With the track season over and done with and most of the road races now finished until the New Year, it’s that time of year again where middle and long distance athletes turn their attention to putting on their cross country spikes for the winter season.
There are several cross country leagues and established races, but it is indeed the Inter Counties and National X/C Champs which are without a doubt the two most prestigious of all the competitions.
For many years the County Championships here in Norfolk also always had a good turnout with athletes striving to finish in the top eight to earn the right to wear the Norfolk vest at Inter County level.
During the last few years though, I think it is fair to say that the standard and desire to run in the senior champs in both the men’s and women’s races has somewhat diminished.

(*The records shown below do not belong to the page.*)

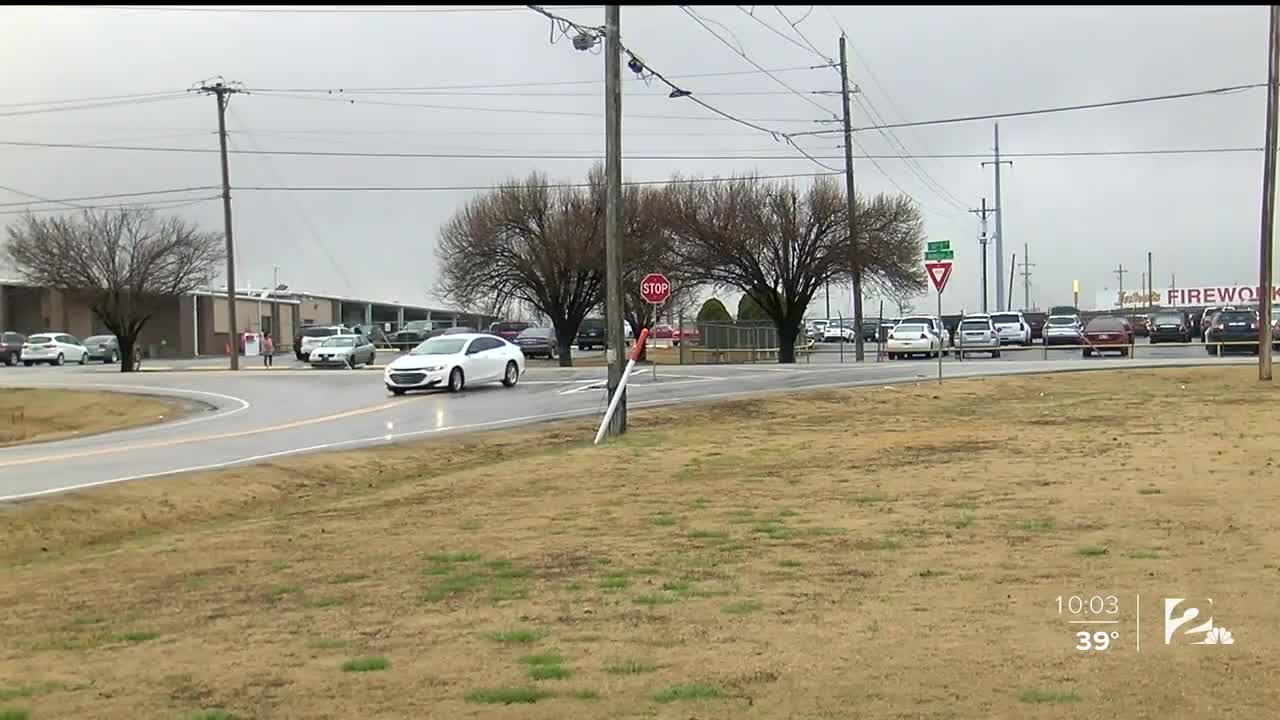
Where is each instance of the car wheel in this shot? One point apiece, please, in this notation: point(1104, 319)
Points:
point(512, 376)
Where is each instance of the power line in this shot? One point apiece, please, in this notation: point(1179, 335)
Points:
point(92, 105)
point(506, 110)
point(529, 83)
point(320, 10)
point(551, 155)
point(754, 64)
point(1047, 110)
point(118, 195)
point(488, 187)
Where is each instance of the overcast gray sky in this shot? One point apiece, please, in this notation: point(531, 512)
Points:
point(1080, 217)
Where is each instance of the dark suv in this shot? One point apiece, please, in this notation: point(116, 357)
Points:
point(590, 333)
point(10, 347)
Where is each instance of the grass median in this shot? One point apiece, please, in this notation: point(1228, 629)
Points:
point(41, 415)
point(878, 552)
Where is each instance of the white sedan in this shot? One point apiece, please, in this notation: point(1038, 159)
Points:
point(455, 361)
point(912, 338)
point(55, 349)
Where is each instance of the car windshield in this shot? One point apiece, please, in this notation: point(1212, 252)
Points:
point(1106, 324)
point(440, 346)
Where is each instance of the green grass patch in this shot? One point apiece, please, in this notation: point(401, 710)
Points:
point(506, 696)
point(327, 643)
point(549, 673)
point(743, 606)
point(283, 591)
point(676, 693)
point(365, 664)
point(1048, 697)
point(519, 636)
point(211, 715)
point(1037, 525)
point(629, 666)
point(136, 637)
point(653, 598)
point(613, 582)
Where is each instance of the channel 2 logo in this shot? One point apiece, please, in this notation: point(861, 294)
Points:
point(1206, 630)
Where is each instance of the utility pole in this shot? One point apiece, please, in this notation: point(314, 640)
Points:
point(983, 240)
point(1027, 278)
point(1000, 224)
point(1120, 272)
point(222, 92)
point(853, 205)
point(1269, 197)
point(1151, 282)
point(613, 214)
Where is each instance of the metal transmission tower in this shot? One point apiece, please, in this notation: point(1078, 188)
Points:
point(1027, 278)
point(983, 240)
point(222, 91)
point(1000, 223)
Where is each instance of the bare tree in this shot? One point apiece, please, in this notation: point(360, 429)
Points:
point(124, 264)
point(780, 245)
point(530, 242)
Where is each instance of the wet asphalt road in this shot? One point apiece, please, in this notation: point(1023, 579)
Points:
point(256, 415)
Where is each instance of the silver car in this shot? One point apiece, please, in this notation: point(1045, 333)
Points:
point(343, 351)
point(978, 335)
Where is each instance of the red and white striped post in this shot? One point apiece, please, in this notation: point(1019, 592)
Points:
point(622, 384)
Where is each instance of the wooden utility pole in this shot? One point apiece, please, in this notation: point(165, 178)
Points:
point(222, 92)
point(1269, 192)
point(851, 199)
point(613, 296)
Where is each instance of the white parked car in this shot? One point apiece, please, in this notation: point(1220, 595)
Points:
point(933, 323)
point(1013, 328)
point(1064, 329)
point(456, 361)
point(913, 338)
point(55, 349)
point(837, 333)
point(343, 351)
point(978, 335)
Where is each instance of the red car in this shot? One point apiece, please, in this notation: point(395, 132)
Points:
point(1107, 335)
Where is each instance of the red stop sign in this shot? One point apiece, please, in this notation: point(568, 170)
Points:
point(654, 288)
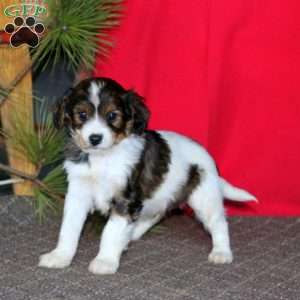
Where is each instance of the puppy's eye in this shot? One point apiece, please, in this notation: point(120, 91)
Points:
point(82, 116)
point(111, 116)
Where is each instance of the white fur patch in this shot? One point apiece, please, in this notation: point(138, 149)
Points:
point(94, 185)
point(95, 90)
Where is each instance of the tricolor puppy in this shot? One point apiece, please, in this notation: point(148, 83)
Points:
point(131, 174)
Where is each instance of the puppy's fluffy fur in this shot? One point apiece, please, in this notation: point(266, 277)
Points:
point(131, 174)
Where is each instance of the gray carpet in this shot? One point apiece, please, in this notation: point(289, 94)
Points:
point(171, 264)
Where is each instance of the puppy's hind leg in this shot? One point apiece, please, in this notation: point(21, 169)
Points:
point(143, 225)
point(207, 203)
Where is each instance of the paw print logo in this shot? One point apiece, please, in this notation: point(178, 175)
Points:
point(24, 31)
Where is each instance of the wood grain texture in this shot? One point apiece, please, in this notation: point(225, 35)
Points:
point(12, 62)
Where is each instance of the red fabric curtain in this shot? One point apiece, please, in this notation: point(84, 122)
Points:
point(224, 72)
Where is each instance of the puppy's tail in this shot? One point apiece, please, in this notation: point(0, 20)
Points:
point(233, 193)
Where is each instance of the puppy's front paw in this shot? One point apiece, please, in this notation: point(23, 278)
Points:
point(220, 257)
point(102, 266)
point(54, 259)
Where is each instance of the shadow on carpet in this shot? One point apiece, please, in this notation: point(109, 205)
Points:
point(171, 264)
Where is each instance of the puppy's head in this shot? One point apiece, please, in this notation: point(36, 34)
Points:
point(99, 113)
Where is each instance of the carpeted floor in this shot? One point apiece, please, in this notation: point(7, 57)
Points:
point(171, 264)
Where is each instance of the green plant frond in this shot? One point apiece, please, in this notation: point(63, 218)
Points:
point(42, 145)
point(74, 31)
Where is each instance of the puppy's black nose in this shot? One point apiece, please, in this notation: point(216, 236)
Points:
point(95, 139)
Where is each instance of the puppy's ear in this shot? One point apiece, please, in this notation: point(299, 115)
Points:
point(138, 110)
point(60, 116)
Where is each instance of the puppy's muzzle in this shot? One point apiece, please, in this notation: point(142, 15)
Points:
point(95, 139)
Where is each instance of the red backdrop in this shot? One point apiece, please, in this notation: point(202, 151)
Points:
point(224, 72)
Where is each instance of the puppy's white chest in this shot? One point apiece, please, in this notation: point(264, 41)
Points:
point(106, 176)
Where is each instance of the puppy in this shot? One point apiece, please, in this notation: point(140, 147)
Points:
point(131, 174)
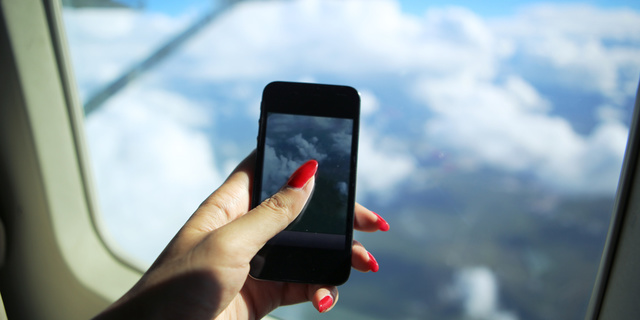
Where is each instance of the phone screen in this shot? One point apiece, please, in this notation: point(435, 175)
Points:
point(300, 122)
point(291, 140)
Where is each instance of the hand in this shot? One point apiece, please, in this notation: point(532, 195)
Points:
point(203, 272)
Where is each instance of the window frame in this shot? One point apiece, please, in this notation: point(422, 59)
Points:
point(58, 264)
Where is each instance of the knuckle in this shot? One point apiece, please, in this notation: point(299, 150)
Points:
point(279, 205)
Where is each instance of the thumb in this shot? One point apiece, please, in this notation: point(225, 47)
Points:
point(250, 232)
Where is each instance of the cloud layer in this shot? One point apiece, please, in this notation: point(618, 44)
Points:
point(487, 93)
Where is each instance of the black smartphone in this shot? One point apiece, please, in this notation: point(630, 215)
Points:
point(300, 122)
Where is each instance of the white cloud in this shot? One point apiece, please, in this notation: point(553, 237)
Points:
point(476, 288)
point(153, 166)
point(507, 126)
point(458, 66)
point(106, 42)
point(585, 47)
point(380, 167)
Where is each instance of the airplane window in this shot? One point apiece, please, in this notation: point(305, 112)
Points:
point(492, 134)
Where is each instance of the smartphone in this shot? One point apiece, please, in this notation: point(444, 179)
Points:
point(300, 122)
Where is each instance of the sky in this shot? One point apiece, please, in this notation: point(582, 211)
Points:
point(541, 90)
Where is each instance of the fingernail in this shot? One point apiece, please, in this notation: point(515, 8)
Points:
point(373, 264)
point(299, 178)
point(325, 304)
point(383, 225)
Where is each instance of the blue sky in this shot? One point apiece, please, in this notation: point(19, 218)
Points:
point(497, 8)
point(452, 92)
point(493, 8)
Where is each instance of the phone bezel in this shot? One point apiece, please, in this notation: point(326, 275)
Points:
point(313, 265)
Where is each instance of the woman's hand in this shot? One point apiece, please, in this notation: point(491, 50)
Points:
point(203, 272)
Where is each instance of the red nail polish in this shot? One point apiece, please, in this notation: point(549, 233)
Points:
point(373, 264)
point(325, 304)
point(299, 178)
point(383, 225)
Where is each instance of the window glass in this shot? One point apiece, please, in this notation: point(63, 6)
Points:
point(492, 135)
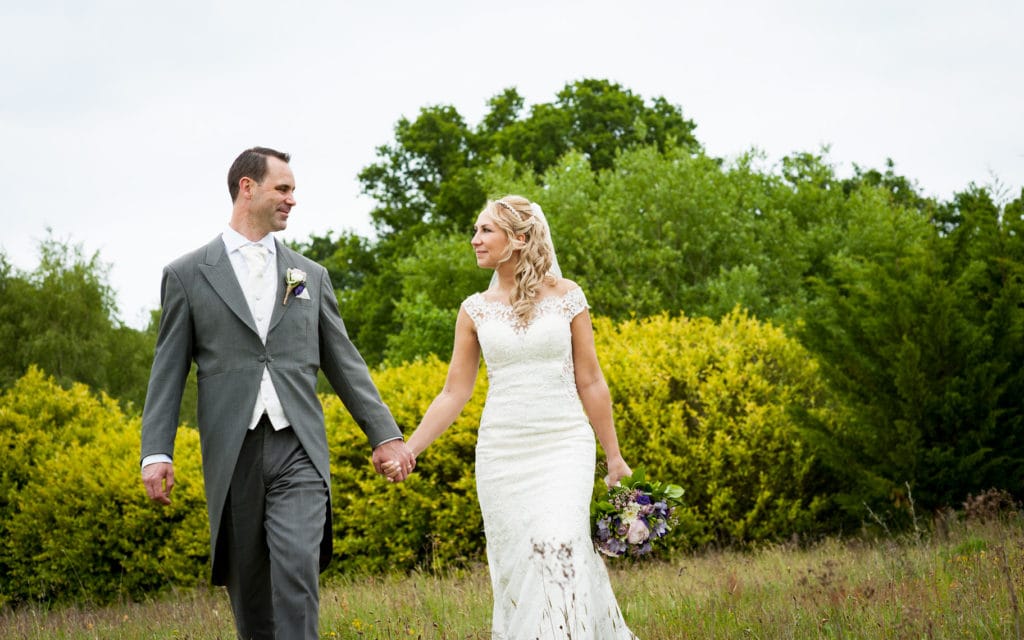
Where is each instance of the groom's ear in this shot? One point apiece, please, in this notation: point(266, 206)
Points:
point(246, 185)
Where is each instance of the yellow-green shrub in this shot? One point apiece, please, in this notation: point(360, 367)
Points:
point(75, 522)
point(432, 519)
point(702, 404)
point(711, 407)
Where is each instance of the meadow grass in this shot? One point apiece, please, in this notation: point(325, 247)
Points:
point(965, 583)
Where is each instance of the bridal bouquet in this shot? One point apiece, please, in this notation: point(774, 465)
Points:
point(634, 514)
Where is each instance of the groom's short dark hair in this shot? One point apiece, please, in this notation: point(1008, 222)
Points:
point(252, 164)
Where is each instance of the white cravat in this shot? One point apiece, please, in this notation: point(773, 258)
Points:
point(260, 290)
point(254, 286)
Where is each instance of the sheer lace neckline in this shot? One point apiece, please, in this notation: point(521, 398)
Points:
point(483, 298)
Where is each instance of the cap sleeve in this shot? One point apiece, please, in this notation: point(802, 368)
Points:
point(474, 307)
point(574, 302)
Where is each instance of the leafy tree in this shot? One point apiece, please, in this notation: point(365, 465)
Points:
point(430, 174)
point(921, 333)
point(433, 178)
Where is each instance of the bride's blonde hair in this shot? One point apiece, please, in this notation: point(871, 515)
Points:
point(514, 215)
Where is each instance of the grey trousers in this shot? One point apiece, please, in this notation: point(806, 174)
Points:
point(274, 517)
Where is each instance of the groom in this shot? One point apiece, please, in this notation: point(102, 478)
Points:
point(259, 321)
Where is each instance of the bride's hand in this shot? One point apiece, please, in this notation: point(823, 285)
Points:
point(392, 471)
point(617, 469)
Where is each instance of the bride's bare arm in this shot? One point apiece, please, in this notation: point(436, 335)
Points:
point(595, 395)
point(458, 386)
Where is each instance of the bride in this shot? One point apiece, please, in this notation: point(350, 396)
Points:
point(536, 454)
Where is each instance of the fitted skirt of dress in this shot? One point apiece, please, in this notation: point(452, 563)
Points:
point(535, 485)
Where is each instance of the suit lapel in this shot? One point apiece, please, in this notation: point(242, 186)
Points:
point(285, 262)
point(218, 271)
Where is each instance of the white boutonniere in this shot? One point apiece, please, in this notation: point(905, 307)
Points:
point(295, 282)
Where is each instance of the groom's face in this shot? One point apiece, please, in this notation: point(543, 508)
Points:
point(273, 198)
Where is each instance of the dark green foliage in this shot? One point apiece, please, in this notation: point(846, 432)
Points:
point(61, 317)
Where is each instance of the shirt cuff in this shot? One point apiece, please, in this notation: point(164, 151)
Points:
point(150, 460)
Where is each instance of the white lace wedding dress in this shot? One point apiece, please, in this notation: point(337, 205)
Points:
point(535, 474)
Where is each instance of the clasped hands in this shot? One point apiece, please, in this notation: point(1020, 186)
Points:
point(394, 460)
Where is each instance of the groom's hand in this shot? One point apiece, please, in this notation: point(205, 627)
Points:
point(159, 480)
point(397, 457)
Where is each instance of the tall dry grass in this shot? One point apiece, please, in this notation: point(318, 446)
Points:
point(964, 582)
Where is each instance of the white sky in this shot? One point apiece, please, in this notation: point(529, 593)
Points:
point(119, 120)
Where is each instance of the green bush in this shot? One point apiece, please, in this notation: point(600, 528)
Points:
point(430, 520)
point(713, 408)
point(75, 522)
point(709, 406)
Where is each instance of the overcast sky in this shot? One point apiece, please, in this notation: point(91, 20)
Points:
point(119, 120)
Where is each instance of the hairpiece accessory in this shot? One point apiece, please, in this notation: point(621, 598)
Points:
point(508, 206)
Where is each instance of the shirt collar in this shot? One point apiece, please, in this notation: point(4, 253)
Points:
point(233, 240)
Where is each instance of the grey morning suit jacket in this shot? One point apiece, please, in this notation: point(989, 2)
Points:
point(205, 317)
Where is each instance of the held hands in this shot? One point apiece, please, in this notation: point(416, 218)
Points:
point(394, 460)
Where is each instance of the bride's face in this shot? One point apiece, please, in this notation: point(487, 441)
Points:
point(489, 242)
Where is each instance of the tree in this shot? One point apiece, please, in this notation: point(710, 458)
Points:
point(61, 317)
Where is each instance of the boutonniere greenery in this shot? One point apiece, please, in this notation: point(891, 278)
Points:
point(295, 282)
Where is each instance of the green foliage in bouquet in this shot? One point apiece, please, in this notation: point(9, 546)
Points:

For whatever reason some of our better athletes have focused on other events or passed up the chance of taking part with the consequences of this leading to us as a county failing to put out full teams at Inter County level.
Ironically there are more people running than ever and also taking part in off road events which see hundreds of runners of all abilities toeing the line for each race and even though these very popular runs can be described as cross country they are also of a very extreme nature.
As opposed to the traditional cross country course which may consist of a water filled ditch or barrier to jump across, these newer forms of cross country running are more of an all-round test of physical and mental toughness with rope climbs, running through burning hay bales and even zones whereby they get a mild electric shock!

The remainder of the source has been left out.